Calls by a Westminster committee to exclude students from net migration statistics were today welcomed by leaders in both higher and further education in Scotland.
According to a report released this morning by the Home Affairs Committee, students set to enrol in higher education across the UK must be exempt from migration targets if the sector is to remain at full strength.
Universities Scotland, the umbrella body representing principals at 19 institutions across the country, has told Holyrood significant levels of support for the move now necessitated a “rethink” by the UK government.
A series of changes to the student visa system have been introduced over the past 12 months in an effort to deliver a Conservative election pledge to cut migration from “the hundreds of thousands to the tens of thousands” by 2015.
However, the cross-party group of MPs today joined heads within the higher education sector in backing a change in the way international students are classified to prevent a brain-drain towards institutions in other countries.
“The Prime Minister’s aim to reduce migration from ‘the hundreds of thousands to the tens of thousands’ cannot be achieved without drastically reducing the number of people who come to study in Britain,” the report said.
“It is likely that this would damage a strong sector of our economy and also the cultural diversity of our universities. We recommend that the government should exclude students from their net migration target. This will enable the government to encourage students to come to the UK whilst maintaining their position on curbing immigration.
“It is important that the UK does not fall behind its international competitors in this market by making the itself a less attractive option for international students. We do not believe that the UK would benefit if the government achieved its aim of reducing the number of student visas issued by 25 per cent.”
The appeal comes a day after 37 business leaders signed a letter in the Sunday Times warning inclusion of international students within official immigration figures threatened to compromise a valuable source of wealth and skills.
Universities Scotland’s Director, Alastair Sim, stressed the suggestion was in tune with consistent calls north of the Border to remove what it sees as a barrier to economic growth. “This builds on already significant levels of support for this move from a number of quarters including universities, business leaders and support within the Scottish Parliament,” he said.
“International students contribute over £400m value to the Scottish economy on an annual basis and enrich the student experience and university campuses socially and culturally.
“With close to 90 per cent of international students returning home after their studies it is entirely wrong in our view, that this group should be included as part of the UK Government’s net immigration targets and damaging to Scotland and the UK’s interests. We urge the UK Government to rethink.”

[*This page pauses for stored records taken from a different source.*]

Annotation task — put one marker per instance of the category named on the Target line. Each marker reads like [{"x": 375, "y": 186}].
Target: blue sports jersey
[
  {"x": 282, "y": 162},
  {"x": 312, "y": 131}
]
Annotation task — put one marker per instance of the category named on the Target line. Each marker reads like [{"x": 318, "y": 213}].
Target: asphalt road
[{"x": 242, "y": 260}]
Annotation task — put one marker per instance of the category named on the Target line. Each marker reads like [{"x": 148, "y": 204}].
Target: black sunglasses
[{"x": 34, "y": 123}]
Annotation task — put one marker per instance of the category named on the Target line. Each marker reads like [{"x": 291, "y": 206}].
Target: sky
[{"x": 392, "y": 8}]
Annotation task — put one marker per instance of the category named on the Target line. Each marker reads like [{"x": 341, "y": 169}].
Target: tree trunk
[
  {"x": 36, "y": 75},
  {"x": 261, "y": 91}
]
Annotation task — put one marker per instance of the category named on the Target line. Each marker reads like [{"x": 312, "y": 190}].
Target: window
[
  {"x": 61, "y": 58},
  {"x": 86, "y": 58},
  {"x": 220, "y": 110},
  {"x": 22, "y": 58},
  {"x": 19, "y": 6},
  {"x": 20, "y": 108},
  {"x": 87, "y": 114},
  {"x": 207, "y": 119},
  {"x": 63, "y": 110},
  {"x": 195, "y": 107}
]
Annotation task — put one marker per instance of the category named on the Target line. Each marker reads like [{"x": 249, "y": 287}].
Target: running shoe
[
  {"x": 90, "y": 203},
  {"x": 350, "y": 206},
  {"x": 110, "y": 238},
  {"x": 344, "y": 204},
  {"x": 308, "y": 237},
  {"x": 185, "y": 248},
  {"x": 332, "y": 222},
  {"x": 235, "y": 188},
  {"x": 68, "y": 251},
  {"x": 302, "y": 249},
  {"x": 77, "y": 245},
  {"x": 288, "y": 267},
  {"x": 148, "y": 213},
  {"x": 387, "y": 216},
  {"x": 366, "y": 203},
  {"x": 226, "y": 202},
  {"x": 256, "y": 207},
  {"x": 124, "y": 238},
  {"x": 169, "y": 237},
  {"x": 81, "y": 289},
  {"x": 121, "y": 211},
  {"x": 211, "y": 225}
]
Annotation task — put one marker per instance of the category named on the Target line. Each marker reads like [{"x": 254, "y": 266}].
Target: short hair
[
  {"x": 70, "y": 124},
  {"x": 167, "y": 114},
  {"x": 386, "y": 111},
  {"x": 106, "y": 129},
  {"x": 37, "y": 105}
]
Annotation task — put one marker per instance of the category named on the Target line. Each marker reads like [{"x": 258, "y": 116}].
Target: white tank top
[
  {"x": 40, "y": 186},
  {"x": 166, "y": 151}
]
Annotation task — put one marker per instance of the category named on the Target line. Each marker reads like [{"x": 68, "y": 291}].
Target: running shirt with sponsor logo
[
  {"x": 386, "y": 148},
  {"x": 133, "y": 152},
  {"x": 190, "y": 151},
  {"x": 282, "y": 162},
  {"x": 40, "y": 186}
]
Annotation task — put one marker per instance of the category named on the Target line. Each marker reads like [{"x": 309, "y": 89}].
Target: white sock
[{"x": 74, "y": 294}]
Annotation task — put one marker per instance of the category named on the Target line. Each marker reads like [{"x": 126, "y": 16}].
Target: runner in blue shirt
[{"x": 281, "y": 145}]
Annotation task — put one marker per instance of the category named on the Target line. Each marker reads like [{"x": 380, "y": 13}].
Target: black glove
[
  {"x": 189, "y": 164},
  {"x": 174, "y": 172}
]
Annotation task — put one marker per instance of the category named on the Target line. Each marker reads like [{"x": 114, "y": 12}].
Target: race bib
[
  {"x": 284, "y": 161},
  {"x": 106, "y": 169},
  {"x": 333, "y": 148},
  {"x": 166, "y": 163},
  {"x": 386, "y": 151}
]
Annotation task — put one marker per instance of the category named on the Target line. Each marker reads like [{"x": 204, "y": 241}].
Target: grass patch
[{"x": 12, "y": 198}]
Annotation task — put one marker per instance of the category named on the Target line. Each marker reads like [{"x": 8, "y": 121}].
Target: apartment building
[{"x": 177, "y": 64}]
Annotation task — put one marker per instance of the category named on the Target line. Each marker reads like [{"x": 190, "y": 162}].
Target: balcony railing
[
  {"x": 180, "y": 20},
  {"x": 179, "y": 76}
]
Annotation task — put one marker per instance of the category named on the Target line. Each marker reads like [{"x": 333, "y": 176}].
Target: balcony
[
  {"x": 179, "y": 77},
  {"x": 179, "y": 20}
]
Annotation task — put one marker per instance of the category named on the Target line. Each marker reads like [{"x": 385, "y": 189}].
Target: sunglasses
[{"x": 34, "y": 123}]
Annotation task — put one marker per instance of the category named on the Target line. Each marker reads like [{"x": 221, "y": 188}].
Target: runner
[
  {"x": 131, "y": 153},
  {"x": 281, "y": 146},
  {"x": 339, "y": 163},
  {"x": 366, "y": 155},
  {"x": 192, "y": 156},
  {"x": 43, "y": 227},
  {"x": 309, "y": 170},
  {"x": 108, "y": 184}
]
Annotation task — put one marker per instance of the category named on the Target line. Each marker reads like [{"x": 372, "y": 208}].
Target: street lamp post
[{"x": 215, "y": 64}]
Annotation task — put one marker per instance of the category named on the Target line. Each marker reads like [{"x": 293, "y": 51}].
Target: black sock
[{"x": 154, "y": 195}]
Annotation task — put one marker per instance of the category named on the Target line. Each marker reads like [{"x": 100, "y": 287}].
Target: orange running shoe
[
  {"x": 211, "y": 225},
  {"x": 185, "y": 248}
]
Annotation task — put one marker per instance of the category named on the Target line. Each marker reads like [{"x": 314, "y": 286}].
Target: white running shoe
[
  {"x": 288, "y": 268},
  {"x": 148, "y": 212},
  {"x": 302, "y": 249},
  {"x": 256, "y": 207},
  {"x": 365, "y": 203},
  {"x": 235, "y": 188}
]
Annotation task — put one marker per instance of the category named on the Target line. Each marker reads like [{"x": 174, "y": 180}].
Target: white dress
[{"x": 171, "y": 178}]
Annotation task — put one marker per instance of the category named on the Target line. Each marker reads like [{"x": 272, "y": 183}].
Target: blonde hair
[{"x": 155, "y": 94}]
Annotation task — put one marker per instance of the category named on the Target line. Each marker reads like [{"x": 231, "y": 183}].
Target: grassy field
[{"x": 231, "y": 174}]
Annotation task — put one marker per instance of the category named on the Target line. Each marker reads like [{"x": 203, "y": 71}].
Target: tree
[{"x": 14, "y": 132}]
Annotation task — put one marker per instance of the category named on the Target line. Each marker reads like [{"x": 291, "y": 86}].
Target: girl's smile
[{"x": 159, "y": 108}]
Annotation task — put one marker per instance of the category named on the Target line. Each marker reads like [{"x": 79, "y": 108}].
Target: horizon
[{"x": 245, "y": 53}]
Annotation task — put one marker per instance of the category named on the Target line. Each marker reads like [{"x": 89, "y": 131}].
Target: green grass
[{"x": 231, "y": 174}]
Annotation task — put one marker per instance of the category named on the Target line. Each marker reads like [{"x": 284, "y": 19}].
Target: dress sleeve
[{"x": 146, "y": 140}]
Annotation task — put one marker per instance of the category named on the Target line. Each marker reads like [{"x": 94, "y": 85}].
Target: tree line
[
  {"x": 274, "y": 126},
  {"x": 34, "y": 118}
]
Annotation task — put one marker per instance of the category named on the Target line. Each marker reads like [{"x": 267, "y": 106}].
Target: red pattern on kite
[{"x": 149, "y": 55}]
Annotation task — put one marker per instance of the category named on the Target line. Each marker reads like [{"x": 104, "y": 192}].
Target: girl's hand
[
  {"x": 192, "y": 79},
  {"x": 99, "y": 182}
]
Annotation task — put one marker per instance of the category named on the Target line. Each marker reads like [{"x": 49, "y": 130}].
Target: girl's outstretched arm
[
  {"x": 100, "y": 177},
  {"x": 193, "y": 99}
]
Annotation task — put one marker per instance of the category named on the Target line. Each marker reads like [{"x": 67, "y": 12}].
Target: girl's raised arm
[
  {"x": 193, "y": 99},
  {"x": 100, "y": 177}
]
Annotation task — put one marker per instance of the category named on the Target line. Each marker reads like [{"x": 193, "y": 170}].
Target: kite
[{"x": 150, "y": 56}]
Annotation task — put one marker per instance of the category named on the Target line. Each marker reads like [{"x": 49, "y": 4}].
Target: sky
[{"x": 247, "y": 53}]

However, the representative body raised “some concerns about the feasibility” of a separate proposal urging the UK Border Agency (UKBA) to conduct compulsory face-to-face interviews with students ahead of their arrival in a bid to boost public confidence in the immigration system. The option of an online interview has been muted by the committee to tackle issues over distance.
Face-to-face interviews will be conducted with between 10,000 and 14,000 student visa applicants over the coming year following a three-month pilot earlier this year, though Universities Scotland intimated further exploratory talks would be sought with UKBA to ascertain how the measure might operate from a logistical point of view.
Meanwhile, Scotland’s Colleges stressed today’s findings renewed the need for a review of immigration rules that have left fewer than half of FE institutions north of the Border able to recruit international students long-term.
Chief Executive, John Henderson, told Holyrood: “These Home Affairs Committee recommendations are welcome, and recognises the important contribution that international students are making to the educational institutions, economy and culture of the whole of the United Kingdom. That is as true in our colleges as it is in our universities. Removing students from net migration statistics would be a major step in the right direction.
“There must be safeguards and confidence that these are genuine students; however that can be achieved – as the Committee indicates – in ways other than the current rules which we believe disadvantage our members, and has seen many facing a loss to their licence to recruit genuine, excellent students. The current system is in need of review, as this report appears to indicate. We hope to see these recommendations taken on by the UK Government.”